We assume that (27) are good approximations of the kernel means of two unknown random variables X and Y; we also assume that f and the kernel mean map along with its inverse are continuous. We have no samples from X and Y, but we can turn (27) into sample estimates based on artificial samples \(\mathbf{X}\) and \(\mathbf{Y}\), for which we can then appeal to our estimator from Theorem 2.

To this end, denote by \(\mathbf{X}' =( x'_1,\ldots ,x'_{m'})\) and \(\mathbf{Y}'=(y'_1,\ldots ,y'_{n'})\) the expansion points in (27). We construct a sample \(\mathbf{X}=( x_1,x_2,\dots )\) whose kernel mean is close to \(\sum _{i=1}^{m'}\alpha _i\varPhi _x(x'_i)\) as follows: for each i, the point \(x'_i\) appears in \(\mathbf{X}\) with multiplicity \(\lfloor m\cdot \alpha _i \rfloor \), i.e., the largest integer not exceeding \(m\cdot \alpha _i\).
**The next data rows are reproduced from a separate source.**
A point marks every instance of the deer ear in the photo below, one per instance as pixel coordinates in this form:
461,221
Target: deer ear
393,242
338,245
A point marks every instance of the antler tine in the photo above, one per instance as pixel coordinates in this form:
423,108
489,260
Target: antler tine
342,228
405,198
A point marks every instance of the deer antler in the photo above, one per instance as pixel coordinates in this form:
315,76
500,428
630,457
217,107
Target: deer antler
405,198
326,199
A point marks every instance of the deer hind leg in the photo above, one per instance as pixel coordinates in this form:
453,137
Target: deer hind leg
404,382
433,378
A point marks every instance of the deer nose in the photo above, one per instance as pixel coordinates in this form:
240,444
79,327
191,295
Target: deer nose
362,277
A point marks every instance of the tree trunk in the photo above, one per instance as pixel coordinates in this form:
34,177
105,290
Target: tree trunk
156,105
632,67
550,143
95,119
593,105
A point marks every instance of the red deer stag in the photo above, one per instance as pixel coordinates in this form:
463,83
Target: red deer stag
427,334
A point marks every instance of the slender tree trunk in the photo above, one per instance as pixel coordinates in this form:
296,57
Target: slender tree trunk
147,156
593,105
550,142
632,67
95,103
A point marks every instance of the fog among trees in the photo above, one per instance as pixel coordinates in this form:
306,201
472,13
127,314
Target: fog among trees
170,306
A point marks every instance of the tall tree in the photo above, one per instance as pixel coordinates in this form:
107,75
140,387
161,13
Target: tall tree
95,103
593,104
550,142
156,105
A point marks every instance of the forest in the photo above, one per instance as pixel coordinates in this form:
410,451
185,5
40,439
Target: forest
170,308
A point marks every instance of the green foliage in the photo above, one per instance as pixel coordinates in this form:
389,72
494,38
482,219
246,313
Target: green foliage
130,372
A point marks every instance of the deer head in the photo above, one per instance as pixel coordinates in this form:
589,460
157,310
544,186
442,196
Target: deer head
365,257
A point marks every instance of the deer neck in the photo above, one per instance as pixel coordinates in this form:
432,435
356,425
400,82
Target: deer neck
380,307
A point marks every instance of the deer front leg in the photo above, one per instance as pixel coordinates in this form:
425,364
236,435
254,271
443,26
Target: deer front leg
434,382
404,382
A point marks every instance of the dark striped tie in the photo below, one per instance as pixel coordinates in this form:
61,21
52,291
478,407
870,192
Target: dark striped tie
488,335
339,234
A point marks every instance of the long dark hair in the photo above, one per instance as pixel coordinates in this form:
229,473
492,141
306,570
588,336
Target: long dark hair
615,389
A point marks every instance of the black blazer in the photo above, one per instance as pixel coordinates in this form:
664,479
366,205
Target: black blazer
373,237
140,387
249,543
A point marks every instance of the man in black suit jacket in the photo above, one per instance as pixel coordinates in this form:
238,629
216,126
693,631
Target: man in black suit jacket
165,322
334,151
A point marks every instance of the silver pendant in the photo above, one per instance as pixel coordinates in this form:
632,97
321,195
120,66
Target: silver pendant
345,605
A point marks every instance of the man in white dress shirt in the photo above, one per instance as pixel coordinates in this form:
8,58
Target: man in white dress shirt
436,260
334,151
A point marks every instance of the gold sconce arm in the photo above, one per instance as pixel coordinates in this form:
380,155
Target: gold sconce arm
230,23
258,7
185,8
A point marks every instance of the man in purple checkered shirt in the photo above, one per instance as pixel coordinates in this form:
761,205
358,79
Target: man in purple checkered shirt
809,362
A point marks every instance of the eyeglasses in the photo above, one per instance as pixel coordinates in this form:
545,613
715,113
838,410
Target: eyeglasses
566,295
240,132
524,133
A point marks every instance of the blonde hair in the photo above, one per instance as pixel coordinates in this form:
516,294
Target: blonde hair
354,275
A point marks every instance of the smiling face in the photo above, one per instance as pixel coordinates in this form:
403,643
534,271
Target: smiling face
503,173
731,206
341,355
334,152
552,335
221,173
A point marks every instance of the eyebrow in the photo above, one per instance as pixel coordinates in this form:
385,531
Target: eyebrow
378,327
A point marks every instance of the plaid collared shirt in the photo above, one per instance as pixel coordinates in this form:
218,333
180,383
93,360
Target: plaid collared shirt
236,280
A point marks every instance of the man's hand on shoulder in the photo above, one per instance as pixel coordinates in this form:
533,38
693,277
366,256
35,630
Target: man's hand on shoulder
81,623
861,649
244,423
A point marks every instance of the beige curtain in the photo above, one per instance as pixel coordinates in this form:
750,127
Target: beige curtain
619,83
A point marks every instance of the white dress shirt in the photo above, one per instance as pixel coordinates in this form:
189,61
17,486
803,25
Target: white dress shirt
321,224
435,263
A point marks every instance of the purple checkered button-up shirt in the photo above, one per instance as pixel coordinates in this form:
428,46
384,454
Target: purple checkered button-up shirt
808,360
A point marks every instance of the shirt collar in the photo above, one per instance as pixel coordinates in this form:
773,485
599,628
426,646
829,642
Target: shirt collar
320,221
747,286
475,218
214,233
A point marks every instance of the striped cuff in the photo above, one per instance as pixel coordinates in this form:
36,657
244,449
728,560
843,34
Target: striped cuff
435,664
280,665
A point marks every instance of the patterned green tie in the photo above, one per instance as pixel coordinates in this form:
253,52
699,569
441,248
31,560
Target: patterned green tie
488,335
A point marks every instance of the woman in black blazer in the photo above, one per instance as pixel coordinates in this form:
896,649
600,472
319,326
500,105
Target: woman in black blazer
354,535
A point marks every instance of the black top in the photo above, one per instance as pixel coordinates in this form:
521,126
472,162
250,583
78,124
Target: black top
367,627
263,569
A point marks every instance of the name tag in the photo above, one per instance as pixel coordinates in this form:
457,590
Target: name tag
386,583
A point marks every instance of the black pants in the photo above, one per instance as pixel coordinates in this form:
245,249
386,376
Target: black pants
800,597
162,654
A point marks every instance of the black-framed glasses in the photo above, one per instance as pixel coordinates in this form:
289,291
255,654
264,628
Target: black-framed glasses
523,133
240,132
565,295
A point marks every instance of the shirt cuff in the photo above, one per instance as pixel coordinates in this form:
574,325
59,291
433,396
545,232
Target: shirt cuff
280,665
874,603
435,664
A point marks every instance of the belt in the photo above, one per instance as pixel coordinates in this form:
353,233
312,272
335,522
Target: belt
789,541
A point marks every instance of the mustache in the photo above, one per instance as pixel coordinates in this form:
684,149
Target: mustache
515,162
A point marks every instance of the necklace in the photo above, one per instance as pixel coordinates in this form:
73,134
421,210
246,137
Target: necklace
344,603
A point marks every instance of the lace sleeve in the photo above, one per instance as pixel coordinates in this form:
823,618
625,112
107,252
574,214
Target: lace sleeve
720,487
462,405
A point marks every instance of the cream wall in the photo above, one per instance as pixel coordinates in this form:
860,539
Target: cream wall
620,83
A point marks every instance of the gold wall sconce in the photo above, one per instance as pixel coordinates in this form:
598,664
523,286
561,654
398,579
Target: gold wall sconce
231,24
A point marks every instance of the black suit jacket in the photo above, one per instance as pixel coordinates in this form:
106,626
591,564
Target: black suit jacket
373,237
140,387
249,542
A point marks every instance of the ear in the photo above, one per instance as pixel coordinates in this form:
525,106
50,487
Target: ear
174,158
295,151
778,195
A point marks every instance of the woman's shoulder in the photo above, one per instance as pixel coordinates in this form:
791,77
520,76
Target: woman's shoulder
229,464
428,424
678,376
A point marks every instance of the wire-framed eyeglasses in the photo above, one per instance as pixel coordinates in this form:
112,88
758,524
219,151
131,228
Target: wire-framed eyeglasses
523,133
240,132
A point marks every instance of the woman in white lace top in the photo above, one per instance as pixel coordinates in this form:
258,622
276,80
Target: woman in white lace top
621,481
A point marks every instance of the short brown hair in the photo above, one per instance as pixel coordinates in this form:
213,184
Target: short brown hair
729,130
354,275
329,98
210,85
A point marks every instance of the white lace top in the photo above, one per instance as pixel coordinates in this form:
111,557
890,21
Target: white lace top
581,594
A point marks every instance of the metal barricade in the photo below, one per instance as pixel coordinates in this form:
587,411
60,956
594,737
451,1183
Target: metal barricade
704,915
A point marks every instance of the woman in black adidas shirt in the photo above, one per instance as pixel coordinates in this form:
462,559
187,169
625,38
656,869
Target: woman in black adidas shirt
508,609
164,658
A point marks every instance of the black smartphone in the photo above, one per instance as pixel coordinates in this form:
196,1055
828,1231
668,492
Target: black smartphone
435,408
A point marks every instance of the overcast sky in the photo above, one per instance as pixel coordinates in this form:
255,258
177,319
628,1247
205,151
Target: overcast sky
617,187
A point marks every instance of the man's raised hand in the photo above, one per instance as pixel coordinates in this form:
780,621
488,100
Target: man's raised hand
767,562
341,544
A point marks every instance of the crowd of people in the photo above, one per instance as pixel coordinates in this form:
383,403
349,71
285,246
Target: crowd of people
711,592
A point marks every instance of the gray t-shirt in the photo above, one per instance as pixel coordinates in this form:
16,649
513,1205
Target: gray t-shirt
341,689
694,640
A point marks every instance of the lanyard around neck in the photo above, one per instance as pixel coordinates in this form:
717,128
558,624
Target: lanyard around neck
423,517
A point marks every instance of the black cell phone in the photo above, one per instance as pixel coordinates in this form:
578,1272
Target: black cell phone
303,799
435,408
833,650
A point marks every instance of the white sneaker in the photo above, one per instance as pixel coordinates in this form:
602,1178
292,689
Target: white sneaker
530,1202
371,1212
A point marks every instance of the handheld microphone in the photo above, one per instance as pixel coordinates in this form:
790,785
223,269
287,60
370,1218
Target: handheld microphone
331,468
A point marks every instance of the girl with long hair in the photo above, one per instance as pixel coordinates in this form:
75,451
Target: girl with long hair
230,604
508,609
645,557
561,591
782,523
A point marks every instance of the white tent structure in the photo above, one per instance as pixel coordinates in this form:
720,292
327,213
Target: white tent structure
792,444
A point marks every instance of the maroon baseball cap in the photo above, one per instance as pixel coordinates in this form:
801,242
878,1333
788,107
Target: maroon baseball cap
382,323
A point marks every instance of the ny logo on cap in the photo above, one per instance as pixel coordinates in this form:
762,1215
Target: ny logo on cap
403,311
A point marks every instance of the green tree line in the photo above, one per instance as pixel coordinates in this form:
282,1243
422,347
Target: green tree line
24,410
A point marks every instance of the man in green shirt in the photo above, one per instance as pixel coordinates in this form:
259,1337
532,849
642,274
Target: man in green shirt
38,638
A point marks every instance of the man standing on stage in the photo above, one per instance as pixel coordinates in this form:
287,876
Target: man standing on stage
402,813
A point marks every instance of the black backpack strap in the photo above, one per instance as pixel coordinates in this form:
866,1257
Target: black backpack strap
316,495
This leads to a sample of size at most m. Note, moreover, that the multiplicity of \(x'_i\), divided by m, differs from \(\alpha _i\) by at most 1 / m, so effectively we have quantized the \(\alpha _i\) coefficients to this accuracy.

Since \(m'\) is constant, this implies that for any \(\varepsilon >0\), we can choose m\(\in {\mathbb {N}}\) large enough to ensure that
$$\begin{aligned} \left\| \frac{1}{m}\sum _{1=1}^m \varPhi _x(x_i) - \sum _{i=1}^{m'}\alpha _i\varPhi _x(x'_i)\right\| ^2 < \varepsilon . \end{aligned}$$
(31)
We may thus work with \(\frac{1}{m}\sum _{1=1}^m \varPhi _x(x_i)\), which for strictly positive definite kernels corresponds uniquely to the sample \(\mathbf{X}=( x_1,\ldots ,x_m)\). By the same argument, we obtain a sample \(\mathbf{Y}=(y_1,\ldots ,y_n)\) approximating the second expansion. Substituting both samples into the estimator from Theorem 2 leads to
$$\begin{aligned} \hat{\mu }\big [f(X,Y)\big ]= & {} \frac{1}{\sum _{i=1}^{m'}\hat{\alpha }_i\sum _{j=1}^{n'}\hat{\beta _j}}\nonumber \\&\times \sum _{i=1}^{m'}\sum _{j=1}^{n'} \hat{\alpha }_i\hat{\beta }_j \varPhi _z\big (f(x'_i,y'_j)\big ), \end{aligned}$$
(32)
where \(\hat{\alpha }_i = \lfloor m\cdot \alpha _i \rfloor / m\), and \(\hat{\beta }_i = \lfloor n\cdot \beta _i \rfloor / n\). By choosing sufficiently large mn, this becomes an arbitrarily good approximation (in the RKHS norm) of the proposed estimator (28). Note, however, that we cannot claim based on this argument that this estimator is consistent, not the least since Theorem 2 in the stated form requires i.i.d. samples.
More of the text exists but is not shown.